A steady flow of capital is expected to continue in the hotel real estate market in 2012 with increasing investor interest in select service transactions, according to Jones Lang LaSalle Hotels. Compared to 2011 activity, the firm forecasts that the 2012 volume of select service hotel portfolio sales is likely to double.
“The select service sector is the most agile and resilient of the hotel transaction market. Its demand has quadrupled in the last 15 years, giving way to growth in the product offering,” said Al Calhoun, managing director of Jones Lang LaSalle Hotels. “An increase in corporate demand at branded upscale select service hotels is expected to bolster the performance for the overall sector in 2012.”
Private equity and institutional investors will continue to play a significant role in the acquisition of select service assets. Investors are looking to expand their portfolios at a national and regional level, and branded portfolio sales are likely to fare better in the market in 2012. Turn-around hospitality assets in the today’s marketplace are also likely to face a wide buyer audience. However, buyers should remain cautious, as franchisors are expected to require overdue upgrades and capital infusions in the coming year to keep hotels at brand standards.

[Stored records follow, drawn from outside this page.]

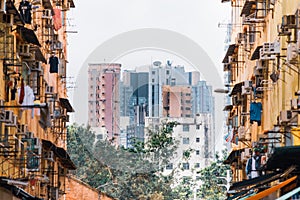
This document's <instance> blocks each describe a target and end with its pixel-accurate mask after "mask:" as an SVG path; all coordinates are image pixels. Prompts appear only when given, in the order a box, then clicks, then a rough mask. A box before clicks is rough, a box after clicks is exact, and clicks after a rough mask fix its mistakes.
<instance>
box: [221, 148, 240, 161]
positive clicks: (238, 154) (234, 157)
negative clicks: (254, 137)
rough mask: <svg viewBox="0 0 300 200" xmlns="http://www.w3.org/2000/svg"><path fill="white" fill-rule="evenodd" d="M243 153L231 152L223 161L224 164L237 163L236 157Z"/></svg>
mask: <svg viewBox="0 0 300 200" xmlns="http://www.w3.org/2000/svg"><path fill="white" fill-rule="evenodd" d="M243 151H244V149H238V150H232V151H231V152H230V154H229V155H228V156H227V158H226V160H224V161H223V163H224V164H231V163H233V162H236V161H237V158H238V156H240V154H241V153H242V152H243Z"/></svg>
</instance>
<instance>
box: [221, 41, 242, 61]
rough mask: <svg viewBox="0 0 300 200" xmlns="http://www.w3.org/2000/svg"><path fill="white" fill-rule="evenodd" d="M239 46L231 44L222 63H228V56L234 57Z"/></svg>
mask: <svg viewBox="0 0 300 200" xmlns="http://www.w3.org/2000/svg"><path fill="white" fill-rule="evenodd" d="M237 47H238V46H237V45H236V44H231V45H229V47H228V49H227V52H226V55H225V57H224V59H223V61H222V63H228V56H232V54H234V53H235V51H236V49H237Z"/></svg>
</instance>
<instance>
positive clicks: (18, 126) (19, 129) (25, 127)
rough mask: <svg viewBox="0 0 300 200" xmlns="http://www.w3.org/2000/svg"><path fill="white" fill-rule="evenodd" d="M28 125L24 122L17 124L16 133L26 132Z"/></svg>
mask: <svg viewBox="0 0 300 200" xmlns="http://www.w3.org/2000/svg"><path fill="white" fill-rule="evenodd" d="M27 128H28V126H27V125H26V124H19V125H18V133H24V134H26V132H27Z"/></svg>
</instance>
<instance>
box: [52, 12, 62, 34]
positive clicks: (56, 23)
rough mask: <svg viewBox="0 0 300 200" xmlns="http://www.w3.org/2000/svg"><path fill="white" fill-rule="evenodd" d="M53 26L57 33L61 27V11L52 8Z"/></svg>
mask: <svg viewBox="0 0 300 200" xmlns="http://www.w3.org/2000/svg"><path fill="white" fill-rule="evenodd" d="M53 11H54V15H53V25H54V30H56V31H58V30H59V29H60V28H61V27H62V18H61V10H60V9H59V8H53Z"/></svg>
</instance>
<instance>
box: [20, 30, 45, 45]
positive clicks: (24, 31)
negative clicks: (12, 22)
mask: <svg viewBox="0 0 300 200" xmlns="http://www.w3.org/2000/svg"><path fill="white" fill-rule="evenodd" d="M18 32H19V33H20V35H21V36H22V38H23V40H25V41H26V42H27V43H30V44H35V45H37V46H39V47H41V44H40V43H39V40H38V39H37V37H36V35H35V33H34V31H33V30H31V29H28V28H25V27H23V26H18Z"/></svg>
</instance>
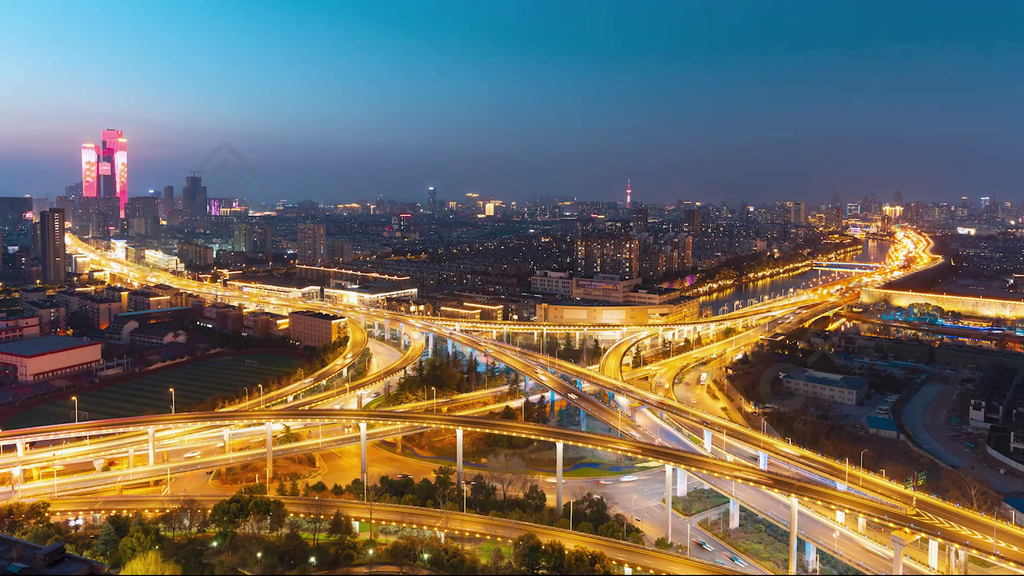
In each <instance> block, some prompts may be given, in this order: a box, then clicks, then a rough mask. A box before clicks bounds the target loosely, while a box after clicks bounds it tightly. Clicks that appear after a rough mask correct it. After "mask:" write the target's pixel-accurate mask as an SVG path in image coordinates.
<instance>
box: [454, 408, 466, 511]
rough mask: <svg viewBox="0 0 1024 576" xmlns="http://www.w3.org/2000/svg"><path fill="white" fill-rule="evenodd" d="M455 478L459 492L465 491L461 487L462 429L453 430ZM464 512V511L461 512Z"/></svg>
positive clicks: (462, 486)
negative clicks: (454, 460) (458, 487)
mask: <svg viewBox="0 0 1024 576" xmlns="http://www.w3.org/2000/svg"><path fill="white" fill-rule="evenodd" d="M455 476H456V482H458V484H459V489H460V490H465V487H464V486H463V485H462V482H463V480H462V428H456V430H455ZM463 511H465V510H463Z"/></svg>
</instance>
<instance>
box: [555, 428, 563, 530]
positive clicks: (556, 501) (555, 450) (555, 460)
mask: <svg viewBox="0 0 1024 576" xmlns="http://www.w3.org/2000/svg"><path fill="white" fill-rule="evenodd" d="M563 452H564V446H563V445H562V443H561V442H556V443H555V486H556V487H557V489H556V492H555V494H556V496H555V508H556V509H558V513H561V511H562V454H563Z"/></svg>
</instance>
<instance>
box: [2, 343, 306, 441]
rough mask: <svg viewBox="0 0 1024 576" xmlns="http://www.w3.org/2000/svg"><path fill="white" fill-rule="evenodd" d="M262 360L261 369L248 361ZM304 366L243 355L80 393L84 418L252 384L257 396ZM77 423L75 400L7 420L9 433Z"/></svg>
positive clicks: (289, 358) (300, 359)
mask: <svg viewBox="0 0 1024 576" xmlns="http://www.w3.org/2000/svg"><path fill="white" fill-rule="evenodd" d="M247 360H249V361H256V362H259V366H252V365H247V364H246V361H247ZM301 363H302V359H301V358H298V357H293V356H284V355H282V356H274V355H265V354H264V355H259V356H237V357H225V358H215V359H210V360H203V361H200V362H195V363H191V364H186V365H183V366H180V367H174V368H169V369H167V370H164V371H162V372H157V373H154V374H146V375H142V376H139V377H137V378H133V379H131V380H128V381H126V382H121V383H118V384H113V385H110V386H106V387H104V388H101V389H98V390H94V392H86V393H82V394H80V395H78V409H79V411H80V413H79V418H80V419H82V420H99V419H104V418H122V417H126V416H142V415H145V414H161V413H170V411H171V393H170V392H169V390H168V388H174V397H175V406H176V407H177V408H181V409H183V408H185V407H187V406H189V405H193V404H196V403H198V402H201V401H203V400H205V399H207V398H209V397H211V396H217V395H220V394H229V393H233V392H236V390H240V392H241V390H242V387H243V386H249V395H250V397H252V395H254V394H256V395H258V394H259V392H258V390H257V384H259V383H260V382H263V381H266V380H268V379H269V378H272V377H276V376H280V375H282V374H285V373H288V372H291V371H292V370H294V369H295V368H296V367H297V366H299V365H300V364H301ZM74 421H75V403H74V401H72V400H71V399H68V400H57V401H53V402H47V403H45V404H39V405H36V406H33V407H31V408H28V409H26V410H25V411H24V412H19V413H17V414H13V415H11V416H9V417H7V418H6V419H5V420H4V422H3V424H2V426H0V427H2V428H3V429H11V428H22V427H31V426H42V425H46V424H59V423H66V422H74Z"/></svg>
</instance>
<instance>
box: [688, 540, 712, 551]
mask: <svg viewBox="0 0 1024 576" xmlns="http://www.w3.org/2000/svg"><path fill="white" fill-rule="evenodd" d="M690 541H691V542H693V543H694V544H696V545H698V546H700V547H701V548H703V549H706V550H708V551H709V552H713V551H715V548H713V547H712V545H711V544H709V543H708V542H705V541H703V540H701V539H699V538H690Z"/></svg>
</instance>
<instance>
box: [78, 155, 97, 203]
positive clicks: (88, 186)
mask: <svg viewBox="0 0 1024 576" xmlns="http://www.w3.org/2000/svg"><path fill="white" fill-rule="evenodd" d="M98 184H99V147H98V146H96V145H94V143H84V145H82V196H84V197H86V198H95V197H96V196H97V191H98Z"/></svg>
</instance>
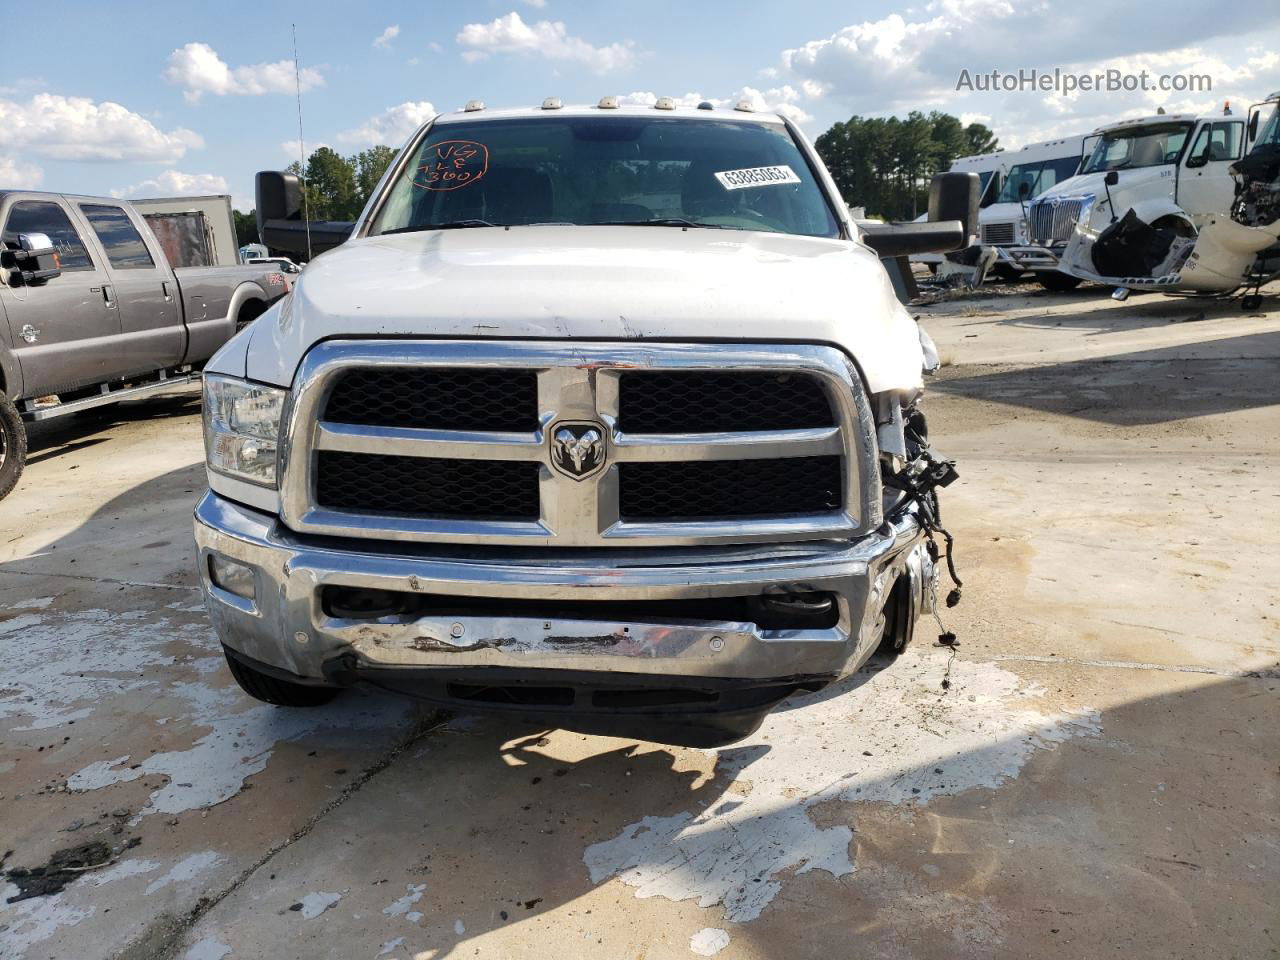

“Competitive bidding on auction sales and the purchasing of foreclosures and distressed assets, albeit at a slower pace, will also allow investors to acquire assets at a discount to replacement cost,” added Calhoun.
“Overall, the select service sector will experience a rise in transactions this year as compared with 2011. We are also likely to see the start of new construction return in 2014 causing a shift in the market dynamics and a new buying pool emerge,” added Mark Fair, managing director of Jones Lang LaSalle Hotels.